Neste particular, Allen questiona o absurdo das alegações, reitera a sua inocência (baseada, sobretudo, nas conclusões a seu favor de duas investigações levadas a cabo em 1993, as quais estão disponíveis para consulta online) e, sendo este um livro de memórias, disseca os sentimentos, e o comportamento errático demonstrado por Mia Farrow, durante aquela relação de 12 anos. Tudo sem sombra de ressentimentos nem declarados revanchismos.
Em retrospectiva, deveria ter estado mais atento a qualquer situação suspeita? Quer dizer, quando se está a namorar com esta mulher de sonho, e mesmo notando algo de suspeito, uma pessoa olha para o lado. E lembrem-se, não sou o tipo mais perspicaz que já conheceram, sobretudo no que toca a assuntos que envolvam o Cupido.
A ideia dela de crescimento era fugir e casar. Mas a rapidez com que ela fez aquela proposta, e a irritabilidade que demonstrou quando lhe disse não estar receptivo, deveria ter-me dado pistas suficientes de que estava a lidar com uma pessoa muito mais complicada do que a imagem da linda e frágil super-mãe.
Agora que olho para trás, e para a minha experiência cinematográfica com a Mia e, exceptuando quando tudo acabou durante a rodagem de Husband and Wives, tenho de dizer que foi muito interessante e com muitos altos e baixos criativos.

Em última análise, Apropos of Nothing é uma obra confessional, a espaços melancólica e quase resignada do homem e do autor, feliz com a sua vida e carreira artística. Após uma filmografia de quarenta e nove títulos, ao longo de cinquenta anos de actividade, é apenas lógico que Woody Allen tenha uma ou outra conclusão.
Como resumiria a minha vida? Muita sorte. Escapei de muitos erros estúpidos por pura sorte. Do que me arrependo mais? Deram-me milhões para fazer filmes, tive controlo artístico total e nunca fiz um grande filme.

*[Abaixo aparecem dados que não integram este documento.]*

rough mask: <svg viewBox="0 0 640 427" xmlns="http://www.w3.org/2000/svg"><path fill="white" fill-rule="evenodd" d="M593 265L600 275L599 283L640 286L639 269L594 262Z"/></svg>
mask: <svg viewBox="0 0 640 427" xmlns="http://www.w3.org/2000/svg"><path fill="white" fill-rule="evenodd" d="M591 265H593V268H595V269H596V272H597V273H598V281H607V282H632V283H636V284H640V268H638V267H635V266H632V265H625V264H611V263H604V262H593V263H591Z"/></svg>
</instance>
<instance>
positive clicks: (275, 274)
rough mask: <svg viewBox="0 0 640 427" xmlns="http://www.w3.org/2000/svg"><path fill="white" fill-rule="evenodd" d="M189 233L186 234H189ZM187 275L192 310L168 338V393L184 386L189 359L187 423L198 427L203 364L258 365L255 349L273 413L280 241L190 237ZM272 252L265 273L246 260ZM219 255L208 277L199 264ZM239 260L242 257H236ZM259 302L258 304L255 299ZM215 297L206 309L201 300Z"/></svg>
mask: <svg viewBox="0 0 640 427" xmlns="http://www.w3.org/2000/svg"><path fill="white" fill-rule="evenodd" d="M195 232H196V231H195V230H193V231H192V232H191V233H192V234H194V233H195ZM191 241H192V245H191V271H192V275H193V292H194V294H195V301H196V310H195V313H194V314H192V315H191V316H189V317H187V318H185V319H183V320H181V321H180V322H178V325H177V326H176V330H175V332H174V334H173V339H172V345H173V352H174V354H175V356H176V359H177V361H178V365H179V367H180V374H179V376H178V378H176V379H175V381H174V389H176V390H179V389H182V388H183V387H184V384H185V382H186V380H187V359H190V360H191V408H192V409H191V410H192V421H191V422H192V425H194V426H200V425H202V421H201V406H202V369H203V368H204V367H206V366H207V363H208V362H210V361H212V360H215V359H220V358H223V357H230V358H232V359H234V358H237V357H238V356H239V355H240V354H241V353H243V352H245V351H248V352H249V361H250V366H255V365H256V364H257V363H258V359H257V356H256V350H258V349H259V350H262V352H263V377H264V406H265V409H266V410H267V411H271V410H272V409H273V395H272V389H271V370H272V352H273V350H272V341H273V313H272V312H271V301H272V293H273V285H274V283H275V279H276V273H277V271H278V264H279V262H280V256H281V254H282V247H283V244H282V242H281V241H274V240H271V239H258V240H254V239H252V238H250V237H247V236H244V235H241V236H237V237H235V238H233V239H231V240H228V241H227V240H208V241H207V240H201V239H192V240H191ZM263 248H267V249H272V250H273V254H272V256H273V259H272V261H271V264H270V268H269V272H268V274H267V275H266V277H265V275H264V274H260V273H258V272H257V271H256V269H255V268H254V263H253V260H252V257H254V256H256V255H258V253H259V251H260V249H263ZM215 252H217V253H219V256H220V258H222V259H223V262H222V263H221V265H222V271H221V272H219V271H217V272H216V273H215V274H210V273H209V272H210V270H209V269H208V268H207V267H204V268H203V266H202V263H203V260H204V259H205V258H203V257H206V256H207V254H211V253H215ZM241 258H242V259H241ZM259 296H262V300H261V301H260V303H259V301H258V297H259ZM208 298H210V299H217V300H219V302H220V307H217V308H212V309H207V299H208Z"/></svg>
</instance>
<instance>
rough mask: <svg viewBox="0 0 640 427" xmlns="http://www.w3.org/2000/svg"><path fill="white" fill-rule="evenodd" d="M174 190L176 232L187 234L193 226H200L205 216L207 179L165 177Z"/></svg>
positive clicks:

Quanto ao presente texto, e depois de ler Apropos of Nothing, resta a certeza que Woody Allen nunca terá dele conhecimento. Não apenas pela barreira linguística (é patente que não estamos perante um poliglota) mas, acima de tudo, pela sua atitude em torno do que outros prosam sobre a sua pessoa:
Desisti de ler sobre mim há décadas e não tenho interesse em elogios ou análises do meu trabalho. Isto soa a arrogante, mas não é. Não me considero superior nem indiferente, tampouco tenho uma opinião elevada sobre o meu produto. Aprendi com Danny Simon a confiar apenas no meu julgamento e não gosto de desperdiçar tempo precioso com algo que, facilmente, pode ser uma distracção.